在本文中,我们通过充分利用用户行为的顺序模式,即印象→点击→转化,以全新的视角对CVR进行建模。
In this paper, we take a fresh perspective on CVR by effectively utilizing the sequential patterns of user behavior, specifically impressions → clicks → conversions.
提出的整体空间多任务模型(ESMM)可以通过以下两种方式同时解决这两个问题:
i)直接在整个空间上建模CVR,
ii)采用特征表示迁移学习策略。
The proposed Entire Space Multi-Task Model (ESMM) addresses both of these issues simultaneously in two ways:
i) Directly modeling CVR across the entire space,
ii) Employing a feature representation transfer learning strategy.
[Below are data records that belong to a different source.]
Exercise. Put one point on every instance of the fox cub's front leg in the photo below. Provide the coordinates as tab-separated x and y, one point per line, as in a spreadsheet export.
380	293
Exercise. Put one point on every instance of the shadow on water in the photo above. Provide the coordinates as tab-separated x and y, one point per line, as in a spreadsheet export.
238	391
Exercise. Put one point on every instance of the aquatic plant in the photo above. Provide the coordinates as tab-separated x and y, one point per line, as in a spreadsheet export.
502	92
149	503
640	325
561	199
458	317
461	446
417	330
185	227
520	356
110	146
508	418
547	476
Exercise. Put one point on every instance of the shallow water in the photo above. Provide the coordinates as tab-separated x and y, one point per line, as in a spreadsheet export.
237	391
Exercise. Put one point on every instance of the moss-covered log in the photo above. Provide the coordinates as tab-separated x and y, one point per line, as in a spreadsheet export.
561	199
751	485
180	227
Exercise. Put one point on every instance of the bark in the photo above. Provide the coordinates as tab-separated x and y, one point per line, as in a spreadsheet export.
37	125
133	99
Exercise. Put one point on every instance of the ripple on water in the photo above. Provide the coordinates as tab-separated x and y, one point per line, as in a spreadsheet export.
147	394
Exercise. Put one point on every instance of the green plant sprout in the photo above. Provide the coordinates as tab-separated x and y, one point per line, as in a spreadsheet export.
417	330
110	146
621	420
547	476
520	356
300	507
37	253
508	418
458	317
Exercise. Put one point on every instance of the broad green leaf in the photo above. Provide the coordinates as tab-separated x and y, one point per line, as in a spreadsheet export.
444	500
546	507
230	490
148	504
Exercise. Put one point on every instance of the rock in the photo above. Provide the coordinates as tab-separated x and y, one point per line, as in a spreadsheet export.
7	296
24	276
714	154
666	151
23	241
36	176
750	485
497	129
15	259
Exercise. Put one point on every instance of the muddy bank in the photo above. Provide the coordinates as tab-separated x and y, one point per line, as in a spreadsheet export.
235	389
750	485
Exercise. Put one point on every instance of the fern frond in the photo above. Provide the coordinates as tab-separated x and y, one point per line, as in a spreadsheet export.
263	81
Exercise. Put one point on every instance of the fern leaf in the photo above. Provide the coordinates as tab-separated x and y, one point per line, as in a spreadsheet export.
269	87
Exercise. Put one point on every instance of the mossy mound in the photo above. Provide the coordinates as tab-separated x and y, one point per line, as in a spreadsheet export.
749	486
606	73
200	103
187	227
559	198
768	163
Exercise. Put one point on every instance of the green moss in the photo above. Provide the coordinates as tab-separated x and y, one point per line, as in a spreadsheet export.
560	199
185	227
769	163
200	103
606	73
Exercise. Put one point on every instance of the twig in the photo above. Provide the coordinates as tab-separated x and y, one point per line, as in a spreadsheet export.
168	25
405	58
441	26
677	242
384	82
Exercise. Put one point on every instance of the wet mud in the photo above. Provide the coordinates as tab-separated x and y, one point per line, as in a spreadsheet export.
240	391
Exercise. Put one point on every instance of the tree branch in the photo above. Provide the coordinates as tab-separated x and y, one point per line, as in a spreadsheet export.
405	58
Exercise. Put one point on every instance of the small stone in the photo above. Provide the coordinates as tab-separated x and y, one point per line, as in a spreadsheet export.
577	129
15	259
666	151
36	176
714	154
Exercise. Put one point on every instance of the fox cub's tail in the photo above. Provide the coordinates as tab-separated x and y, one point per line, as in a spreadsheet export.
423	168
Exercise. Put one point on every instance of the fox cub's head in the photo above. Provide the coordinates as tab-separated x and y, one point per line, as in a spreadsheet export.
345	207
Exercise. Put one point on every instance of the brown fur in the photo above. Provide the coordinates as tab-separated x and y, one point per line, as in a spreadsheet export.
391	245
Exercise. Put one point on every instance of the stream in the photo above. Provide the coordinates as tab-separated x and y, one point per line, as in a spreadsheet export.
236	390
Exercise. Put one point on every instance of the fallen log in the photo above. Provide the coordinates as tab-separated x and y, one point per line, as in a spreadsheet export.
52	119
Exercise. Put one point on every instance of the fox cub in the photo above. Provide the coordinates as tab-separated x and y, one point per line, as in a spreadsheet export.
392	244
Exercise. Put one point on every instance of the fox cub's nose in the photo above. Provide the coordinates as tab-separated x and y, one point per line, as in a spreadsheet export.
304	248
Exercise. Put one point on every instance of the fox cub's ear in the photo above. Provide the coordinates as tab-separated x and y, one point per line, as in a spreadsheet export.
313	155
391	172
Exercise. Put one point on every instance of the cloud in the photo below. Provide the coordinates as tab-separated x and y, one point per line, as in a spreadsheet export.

我们通过从淘宝推荐系统的流量日志中收集的数据集进行实验,结果表明ESMM明显优于竞争方法。
Through experiments using a dataset collected from the traffic logs of Taobao’s recommendation system, the results demonstrate that ESMM outperforms competing methods significantly.
我们还发布了这个数据集的采样版本,以促进未来的研究。据我们所知,这是第一个包含点击和转化标签的样本具有顺序依赖性的CVR建模的公开数据集。
We have also released a sampled version of this dataset to promote future research. To our knowledge, this is the first publicly available dataset for CVR modeling with samples containing sequential dependencies and both click and conversion labels.
提出的方法
符号表示
我们假设观察到的数据集为S = {(xi, yi → zi)}|N i=1,其中样本(x, y → z)来自分布D,其定义域为X × Y × Z,其中X表示特征空间,Y和Z表示标签空间,N表示总的印象数量。x表示观察到的印象的特征向量,通常是一个高维稀疏向量,具有多个字段[8],例如用户字段、物品字段等。y和z是二进制标签,其中y = 1或z = 1表示是否发生点击或转化事件。y → z表示点击和转化标签之间的顺序依赖关系,即在发生转化事件时总会有一个先前的点击事件。
We assume the observed dataset is denoted as S = {(xi, yi → zi)} | N i=1, where samples (x, y → z) are drawn from the distribution D, with the domain defined as X × Y × Z. Here, X represents the feature space, and Y and Z represent the label spaces, while N represents the total number of impressions.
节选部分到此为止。